Of course, disk has been the default method for primary computer storage for decades. But this debate is still an important factor when it comes to deciding on what backup methodology to use for data protection and disaster recovery. (And some very interesting things start to happen when you throw cloud computing into the mix)
At a very high level, it all comes down to your particular needs.
At first glance, tape would seem to be a completely obsolete storage technology. However, tape is still widely used as the primary method for backup and archiving processes at many — if not most — Fortune 500 companies today.
Although tape is slow and clumsy, it does have certain key advantages. Tape is an incredibly simple storage media. And this simplicity reduces the chance of breakage over time. This makes it excellent for long-term backup and archival storage.
Backup tapes also have the ability for “Write Once, Read Many” (WORM) locking, which helps to prevent data tampering for sensitive information which must be preserved for legal or compliance reasons. This makes tape an ideal medium for data archiving.
However, hard drives are much faster than tape, and more suitable to situations where fast disaster recovery is necessary. The one drawback with hard drives is that they are mechanically complex, and this increases the chance of breakage over time. (Compare this to a tape device, where the reading mechanism is kept completely separate from the primary storage medium for simplicity.)
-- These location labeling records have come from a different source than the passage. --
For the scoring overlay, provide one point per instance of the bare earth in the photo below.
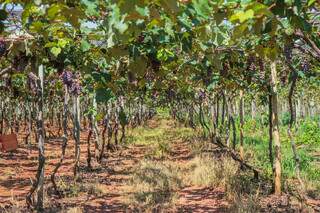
(17, 170)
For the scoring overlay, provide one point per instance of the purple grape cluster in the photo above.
(32, 83)
(76, 88)
(202, 95)
(288, 52)
(67, 78)
(3, 47)
(305, 66)
(72, 82)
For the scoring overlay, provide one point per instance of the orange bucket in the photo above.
(8, 142)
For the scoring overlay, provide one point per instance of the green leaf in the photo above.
(55, 51)
(202, 8)
(91, 7)
(103, 94)
(85, 46)
(138, 66)
(311, 2)
(3, 14)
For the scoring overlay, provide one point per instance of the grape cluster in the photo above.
(32, 83)
(288, 52)
(76, 88)
(305, 66)
(72, 81)
(67, 78)
(3, 47)
(202, 95)
(251, 64)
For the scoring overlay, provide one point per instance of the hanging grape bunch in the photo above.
(201, 95)
(67, 78)
(3, 47)
(251, 68)
(305, 66)
(261, 68)
(76, 87)
(288, 52)
(20, 62)
(32, 83)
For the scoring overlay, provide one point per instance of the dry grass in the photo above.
(153, 185)
(73, 189)
(206, 171)
(246, 204)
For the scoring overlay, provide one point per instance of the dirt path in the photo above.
(110, 177)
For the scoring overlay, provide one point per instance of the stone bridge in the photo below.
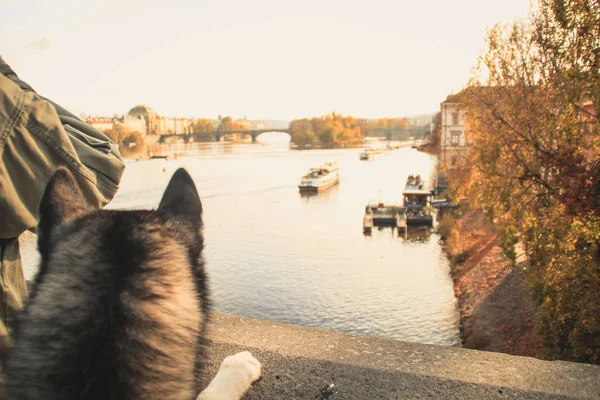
(215, 136)
(398, 133)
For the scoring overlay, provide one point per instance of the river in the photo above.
(274, 254)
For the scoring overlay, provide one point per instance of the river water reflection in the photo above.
(274, 254)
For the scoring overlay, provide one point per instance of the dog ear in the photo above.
(181, 198)
(62, 201)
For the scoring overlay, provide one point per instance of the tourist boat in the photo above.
(320, 178)
(417, 202)
(381, 214)
(370, 153)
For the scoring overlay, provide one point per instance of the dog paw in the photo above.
(243, 366)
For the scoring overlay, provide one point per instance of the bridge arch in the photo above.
(274, 137)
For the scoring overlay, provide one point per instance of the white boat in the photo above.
(320, 178)
(370, 153)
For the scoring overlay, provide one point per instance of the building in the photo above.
(453, 140)
(135, 124)
(157, 125)
(101, 123)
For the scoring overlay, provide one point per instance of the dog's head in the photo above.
(116, 291)
(66, 217)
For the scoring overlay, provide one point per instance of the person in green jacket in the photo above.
(37, 137)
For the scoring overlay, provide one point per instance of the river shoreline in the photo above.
(496, 313)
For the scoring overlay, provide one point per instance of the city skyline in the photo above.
(265, 60)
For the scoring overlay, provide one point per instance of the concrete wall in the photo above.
(300, 363)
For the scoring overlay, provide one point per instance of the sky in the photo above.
(264, 59)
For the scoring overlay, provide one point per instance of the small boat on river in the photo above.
(320, 178)
(381, 214)
(417, 202)
(370, 153)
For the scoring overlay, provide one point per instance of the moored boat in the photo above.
(417, 202)
(320, 178)
(381, 214)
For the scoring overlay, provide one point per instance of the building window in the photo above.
(454, 139)
(455, 119)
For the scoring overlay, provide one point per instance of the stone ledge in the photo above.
(299, 362)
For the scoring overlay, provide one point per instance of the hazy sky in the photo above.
(269, 59)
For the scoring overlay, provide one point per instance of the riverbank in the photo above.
(496, 313)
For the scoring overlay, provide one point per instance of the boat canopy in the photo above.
(417, 192)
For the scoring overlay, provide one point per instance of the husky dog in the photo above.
(120, 304)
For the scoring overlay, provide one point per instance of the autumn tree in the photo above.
(332, 130)
(533, 166)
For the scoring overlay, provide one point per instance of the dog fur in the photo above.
(120, 305)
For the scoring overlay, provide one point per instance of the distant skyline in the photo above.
(267, 59)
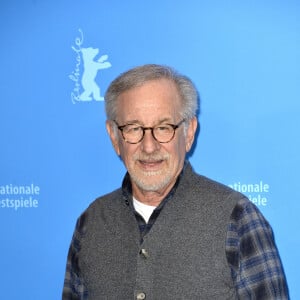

Because of these trade-offs between speed and long-term reliability, many companies will use tape for off-site long-term data storage, and then they will use hard drives for local backups or at secondary failover facilities where fast recovery is required.
But within recent years, this disk vs. tape debate has been significantly shaken up by new innovations in the delivery of cloud-based backup and disaster recovery solutions. When you implement the cloud as part of your disaster recovery and backup process, you’ll uncover many significant advantages which make the debate between tape and disk less relevant.
And unlike disk-based or tape-based backup technologies, cloud solutions don’t require significant hardware investments.
Watch this video for more information on how the cloud can help in crafting an efficient and effective backup and disaster recovery process, and to see how the cloud fits into the disk vs. tape debate.
(EDIT: Please note that, due to recent and upcoming innovations in storage technology, I think it would be appropriate to consider next-generation optical media storage technologies to be grouped into the “tape” category of this debate. Likewise, new SSD storage advances could also be considered to fall under the “disk” category.)